We get asked all the time, “Where should I borrow if my federal loan isn’t enough?” With television advertising, marketing mailings, and the hundreds of websites about supplemental student loans, sorting through all of the data to make an informed decision is time-consuming and can be really confusing.

Here are a few top-of-mind guidelines for consideration in your private student loan research and selection process. But before any of this, remember: always borrow federal loans (like Stafford, Perkins, etc.) first!

Dig deep for alternatives to further borrowing

It will save you money in the long run to use private loans as the last source of funding. Have you taken into account savings, bonds that may be collecting dust in a safe somewhere, local and national scholarships, part-time work, or work study? Scrimping together a couple hundred more dollars today can save you a lot over the long term.

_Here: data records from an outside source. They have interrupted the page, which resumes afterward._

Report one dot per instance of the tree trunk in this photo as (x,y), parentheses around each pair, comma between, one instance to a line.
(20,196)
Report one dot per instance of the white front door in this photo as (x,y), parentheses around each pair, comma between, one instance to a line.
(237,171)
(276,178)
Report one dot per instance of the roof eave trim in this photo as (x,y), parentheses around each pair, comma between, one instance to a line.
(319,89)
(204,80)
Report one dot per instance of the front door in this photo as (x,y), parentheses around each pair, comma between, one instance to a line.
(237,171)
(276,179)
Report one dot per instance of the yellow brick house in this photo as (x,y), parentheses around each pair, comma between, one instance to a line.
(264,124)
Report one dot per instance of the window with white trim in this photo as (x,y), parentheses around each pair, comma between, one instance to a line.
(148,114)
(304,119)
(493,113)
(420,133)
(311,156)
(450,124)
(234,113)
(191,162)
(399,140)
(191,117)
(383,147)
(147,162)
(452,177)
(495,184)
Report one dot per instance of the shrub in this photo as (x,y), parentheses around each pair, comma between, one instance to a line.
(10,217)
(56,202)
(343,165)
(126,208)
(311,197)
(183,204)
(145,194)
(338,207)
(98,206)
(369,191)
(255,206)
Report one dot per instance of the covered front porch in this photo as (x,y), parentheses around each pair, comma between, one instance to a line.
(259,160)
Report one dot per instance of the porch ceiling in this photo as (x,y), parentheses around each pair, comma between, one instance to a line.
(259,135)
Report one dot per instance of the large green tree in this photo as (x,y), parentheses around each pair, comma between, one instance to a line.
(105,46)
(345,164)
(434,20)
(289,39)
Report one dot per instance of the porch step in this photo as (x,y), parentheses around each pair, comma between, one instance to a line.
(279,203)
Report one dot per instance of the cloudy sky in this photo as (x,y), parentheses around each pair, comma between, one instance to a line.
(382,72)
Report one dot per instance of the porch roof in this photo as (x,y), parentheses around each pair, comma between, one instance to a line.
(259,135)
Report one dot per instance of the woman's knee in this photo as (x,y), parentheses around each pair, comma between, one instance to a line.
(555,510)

Undergrad parents: consider a PLUS loan

If you’re an undergraduate student or parent, the federal PLUS loan is a very attractive alternative to a private student loan. Rates are fixed and because it’s a federal loan repayment provisions are more lenient. In undergraduate situations, this is a loan in a parent’s name.

Grad students: consider a GradPLUS loan

The PLUS loan features a fixed rate and because it’s a federal loan repayment provisions are more lenient than private student loans. Note that undergraduate students cannot get a PLUS loan on their own.

Know your loan options

It’s important to shop around. Use sites like ours, see what your school recommends, see what other schools recommend, Google around. This is an important decision, so spend some time looking around before you commit. (Shameless plug: we’ve got info on many lenders at SimpleTuition)

Find a cosigner

Many of you are concerned about not receiving a loan because you do not have a cosigner. This is usually a hard and fast requirement. You may not be approved without one, especially if you are an undergraduate without a credit history. And, better rate / fee combinations are usually available only when applying with a creditworthy cosigner.

Confirm loan details with the lender

It’s important to confirm interest rates, fees and other loan attributes, such as borrower benefits, with a lender before you commit to the loan.

Pay attention to how and when the money is disbursed

Be sure to confirm whether you will receive the funds, or if they will go to the school directly. This is important because confusion over where the money has gone can delay settling your account.